The survey is part of a larger program called IBD Qorus, which is led by Siegel and Gil Melmed, MD, of Cedars-Sinai Medical Center in Los Angeles in collaboration with the Crohn's and Colitis Foundation. The goal of IBD Qorus is to address high levels of variation in care for patients with Crohn's and ulcerative colitis, another form of IBD. "We built this initiative," Siegel says, "so we can measure how we're delivering care and then develop implementation programs to make improvements." Currently, 30 medical practices across the country are participating and the goal is to recruit 60 more over the next three years. Patients not only provide feedback that encourages development of high-quality, patient-centered care but also participate in program leadership.

Team Effort

As a graduate of and associate professor at The Dartmouth Institute, Siegel sees IBD Qorus "as a perfect example of how concepts about delivering healthcare developed there can spread nationally or even internationally." Siegel recently returned from conferences in Asia, Europe, and South America, where interest in IBD Qorus is high.
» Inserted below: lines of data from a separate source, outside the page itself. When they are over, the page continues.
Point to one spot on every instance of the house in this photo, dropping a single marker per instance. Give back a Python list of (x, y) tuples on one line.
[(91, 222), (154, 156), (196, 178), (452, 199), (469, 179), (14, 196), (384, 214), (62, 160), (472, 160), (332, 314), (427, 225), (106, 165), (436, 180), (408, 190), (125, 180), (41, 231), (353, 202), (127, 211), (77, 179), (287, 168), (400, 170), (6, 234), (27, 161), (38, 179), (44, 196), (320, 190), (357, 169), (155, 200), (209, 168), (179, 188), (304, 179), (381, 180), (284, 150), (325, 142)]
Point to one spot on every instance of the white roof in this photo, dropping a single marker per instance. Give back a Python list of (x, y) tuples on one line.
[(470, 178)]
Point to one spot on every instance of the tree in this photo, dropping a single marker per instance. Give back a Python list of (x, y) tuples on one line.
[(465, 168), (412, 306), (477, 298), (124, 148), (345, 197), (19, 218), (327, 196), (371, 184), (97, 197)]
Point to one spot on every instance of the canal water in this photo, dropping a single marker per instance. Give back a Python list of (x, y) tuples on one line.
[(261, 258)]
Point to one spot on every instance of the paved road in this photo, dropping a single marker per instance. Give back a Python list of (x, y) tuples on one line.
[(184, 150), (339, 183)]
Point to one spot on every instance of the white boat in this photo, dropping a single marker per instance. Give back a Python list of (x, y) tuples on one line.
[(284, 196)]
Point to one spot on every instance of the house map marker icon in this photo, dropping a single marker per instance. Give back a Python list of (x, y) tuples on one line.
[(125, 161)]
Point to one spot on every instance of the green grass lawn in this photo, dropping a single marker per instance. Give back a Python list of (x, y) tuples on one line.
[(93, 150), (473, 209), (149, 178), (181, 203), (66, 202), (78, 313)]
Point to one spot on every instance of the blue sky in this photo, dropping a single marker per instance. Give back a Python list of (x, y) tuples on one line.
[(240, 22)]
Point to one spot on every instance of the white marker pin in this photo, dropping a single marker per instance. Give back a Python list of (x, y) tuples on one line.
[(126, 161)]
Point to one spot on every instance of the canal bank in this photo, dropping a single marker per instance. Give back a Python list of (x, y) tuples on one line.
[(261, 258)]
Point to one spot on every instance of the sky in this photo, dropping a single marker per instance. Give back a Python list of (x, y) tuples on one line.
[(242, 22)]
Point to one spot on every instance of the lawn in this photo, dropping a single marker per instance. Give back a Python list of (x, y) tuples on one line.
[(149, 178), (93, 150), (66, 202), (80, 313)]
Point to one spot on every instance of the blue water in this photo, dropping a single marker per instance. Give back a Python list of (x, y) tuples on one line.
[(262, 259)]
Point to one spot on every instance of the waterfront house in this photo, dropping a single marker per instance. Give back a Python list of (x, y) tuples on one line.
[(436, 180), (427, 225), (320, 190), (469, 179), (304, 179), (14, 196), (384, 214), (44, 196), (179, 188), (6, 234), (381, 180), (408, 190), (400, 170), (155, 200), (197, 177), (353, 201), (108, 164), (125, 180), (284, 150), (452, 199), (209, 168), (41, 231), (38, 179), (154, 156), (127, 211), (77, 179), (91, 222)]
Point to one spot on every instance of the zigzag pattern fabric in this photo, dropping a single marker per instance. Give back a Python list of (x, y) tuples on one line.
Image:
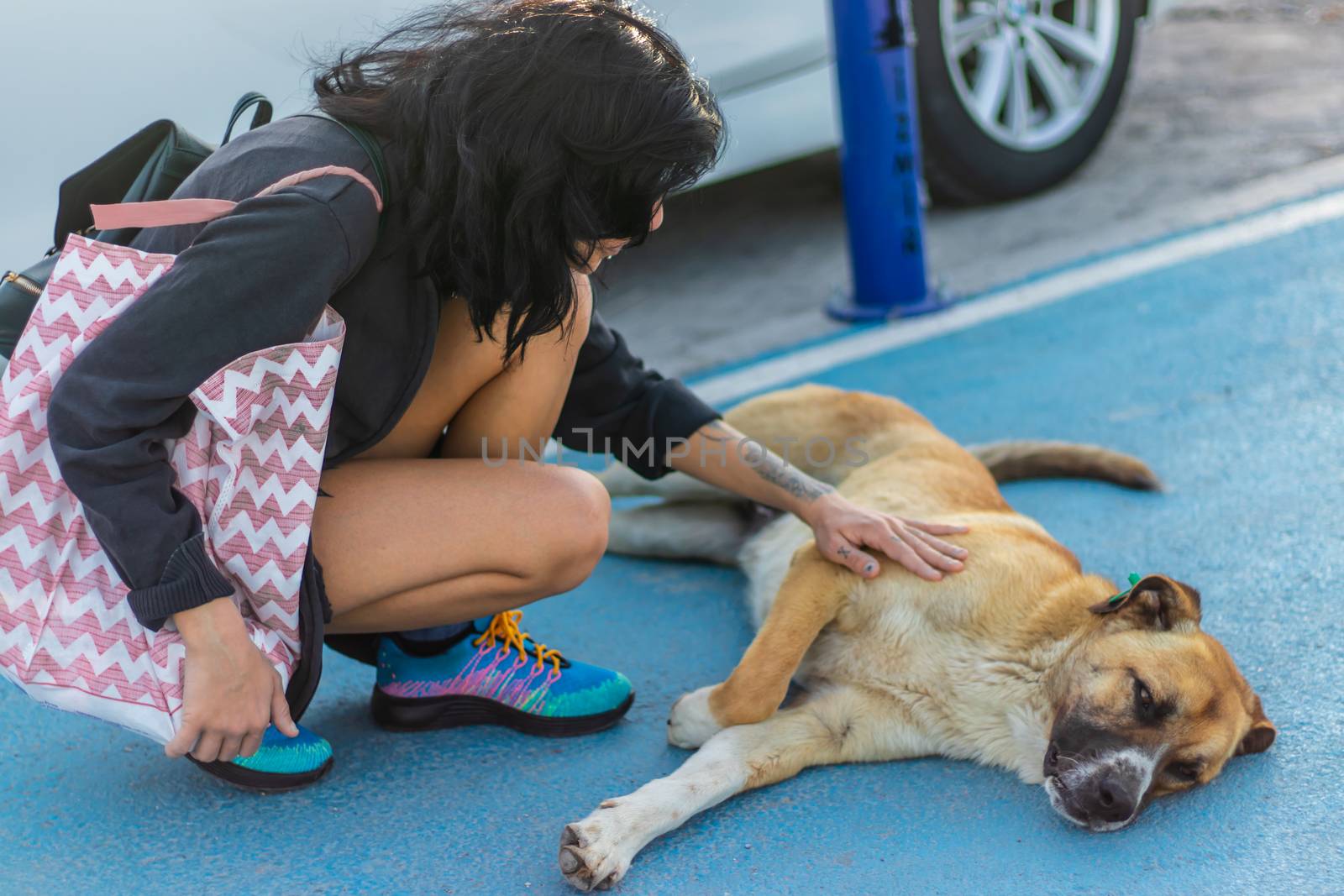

It takes teamwork to spread the concepts born and nurtured at The Dartmouth Institute, and Siegel treats all of his colleagues as part of the team—from the students, junior faculty, and research assistants he's mentored to physicians and nurses at Dartmouth-Hitchcock. "You can't do this work in isolation," Siegel says. "I've been extremely lucky to work with great collaborators."

And at the heart of this team are the patients with IBD: people with different beliefs, preferences, and needs. People like the man from Maine and the woman from Vermont, who chose drastically different approaches for their IBD treatment—and both achieved complete remission of Crohn's disease.